田舎ぐらしに関わる都会の企業 山村は、国土の保全や水資源のかん養、自然環境に恵まれたレジャー空間の提供など、都市の住民が豊かな暮らしを育んでいく上で重要な役割を果たしています。その森を支える林業は、再生産が可能な循環型資源を生み出し、低炭素社会・自然共生社会の実現に繋がる基幹産業として、日本の国土や私たちの暮らしを支えています。
しかし、木材価格の下落などによる林業低迷が影響し、林業で働く人材は一貫して減少傾向にあり、就業者の高齢化も深刻です。山村の人口は、日本全国のわずか3%にも関わらず、森林面積の約60%を支えているのが現実です。
都市部の企業や組織は、従業員が田舎暮らし体験をしたり、短期間でも農山村に暮らしてみる活動を奨励することで、新しいビジネスチャンスのヒントを掴めます。

ワーク・ライフ・バランスの新しい形

ワーク・ライフ・バランスの新しい形

内閣府が平成19年5月に調査した「森林と生活に関する世論調査」によれば、森の中で働きたいという人々は全国的に増加傾向にあります。
都市に暮らす企業・団体などが協力して、従業員やその家族の田舎暮らし体験を支援することも、企業ができる具体的な貢献の1つです。農山村の暮らしや生業を体験するグリーンツーリズム・アグリツーリズムや、農家レストランや体験民宿、子どもの自然体験・生活体験などさまざま。
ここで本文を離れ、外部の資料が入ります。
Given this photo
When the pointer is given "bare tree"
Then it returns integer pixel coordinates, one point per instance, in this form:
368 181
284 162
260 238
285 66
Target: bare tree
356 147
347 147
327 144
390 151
企業やNPOが地域の農山村と一緒に活動することが、日本の農山村の再生につながっていきます。
農山村地域に新たな都市住民が定住することにより、地域活性化などさまざまな成果につながり、森林組合や林業会社と連携し、新しいビジネスに繋げることも可能です。また、ワーク・ライフ・バランスを考えるきっかけとして、企業内部の活性化にも繋がります。
また、林野庁では、2003年から「緑の雇用担い手育成対策事業」を開始しました。今の仕事と両立させて副業として働く人や転職者、建設業や異業種からの企業参入などを支援しています。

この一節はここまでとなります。